Indian shares record first weekly loss in five weeks on hawkish Fed

FILE PHOTO: Bombay Stock Exchange (BSE) in Mumbai

By Sethuraman N R

BENGALURU (Reuters) - Indian shares closed lower on Friday to log their first weekly drop in five weeks amid fears that the U.S. Federal Reserve will continue its policy of aggressive rate hikes.

The benchmark S&P BSE Sensex .BSESN ended down 0.14% to 61,663.48 and NSE Nifty 50 index .NSEI dropped 0.2% to 18,307.65. They fell about 0.2% for the week.

Both indexes had gained more than 2% in the wake of relatively soft U.S. inflation data last week, which had rekindled bets for smaller rate hikes.

But they have dropped about 0.75% in the past two sessions as an increasing number of Fed officials fired warning shots on interest rates. World stocks were heading for a 1% loss on the week on Friday.

"Indian markets are in the overbought zone. Geopolitical tensions and the Fed again being on the hawkish mode are keeping Asian markets under pressure and Indian markets under profit-taking zone," said Prashanth Tapse, vice president of research at Mehta Equities.

With corporate earnings mostly done, the markets will be trading sideways until the next Fed rate decision in early December, Tapse said.

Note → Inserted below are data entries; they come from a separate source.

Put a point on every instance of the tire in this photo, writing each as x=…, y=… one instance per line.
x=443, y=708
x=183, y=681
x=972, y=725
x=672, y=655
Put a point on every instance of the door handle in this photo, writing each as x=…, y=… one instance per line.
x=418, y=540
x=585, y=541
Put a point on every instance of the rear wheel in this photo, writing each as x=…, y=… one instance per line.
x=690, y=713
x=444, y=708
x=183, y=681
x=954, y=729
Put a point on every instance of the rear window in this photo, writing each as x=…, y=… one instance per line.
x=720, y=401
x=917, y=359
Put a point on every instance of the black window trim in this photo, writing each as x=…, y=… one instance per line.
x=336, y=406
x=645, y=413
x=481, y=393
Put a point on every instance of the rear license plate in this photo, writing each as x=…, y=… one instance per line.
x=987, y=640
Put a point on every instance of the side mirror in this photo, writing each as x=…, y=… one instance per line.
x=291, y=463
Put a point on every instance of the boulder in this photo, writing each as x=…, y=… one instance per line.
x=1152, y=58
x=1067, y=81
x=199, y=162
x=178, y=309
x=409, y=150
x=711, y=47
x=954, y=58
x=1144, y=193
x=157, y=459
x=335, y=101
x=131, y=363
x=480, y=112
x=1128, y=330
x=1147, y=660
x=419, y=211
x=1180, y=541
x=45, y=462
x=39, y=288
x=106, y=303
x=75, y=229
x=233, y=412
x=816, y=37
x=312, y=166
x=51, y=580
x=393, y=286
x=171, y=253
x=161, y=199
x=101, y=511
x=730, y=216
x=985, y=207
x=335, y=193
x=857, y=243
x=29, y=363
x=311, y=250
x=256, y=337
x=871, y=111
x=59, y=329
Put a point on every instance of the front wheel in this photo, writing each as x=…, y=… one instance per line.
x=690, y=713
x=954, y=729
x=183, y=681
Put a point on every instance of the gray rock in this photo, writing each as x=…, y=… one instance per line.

St. Louis Fed President James Bullard and Minneapolis Fed Bank President Neel Kashkari batted for more rate hikes late on Thursday to tackle inflation.

The recent strength in Indian stocks is also down to foreign investors' participation.

They have purchased a net $3.52 billion worth of equities so far this month, compared with marginal withdrawals worth $0.52 million in October, Refinitiv data showed.

Among stocks, Bajaj Healthcare BAJH.NS surged as much as 7.5% after it completed the U.S. health regulator's pre-approval inspection of its facility in Gujarat, while Honda India Power HOND.NS hit a record high in a post-results rally.

The public sector bank index .NIFTYPSU rose 1.5%, while the auto index .NIFTYAUTO was a top drag, falling 1.2%.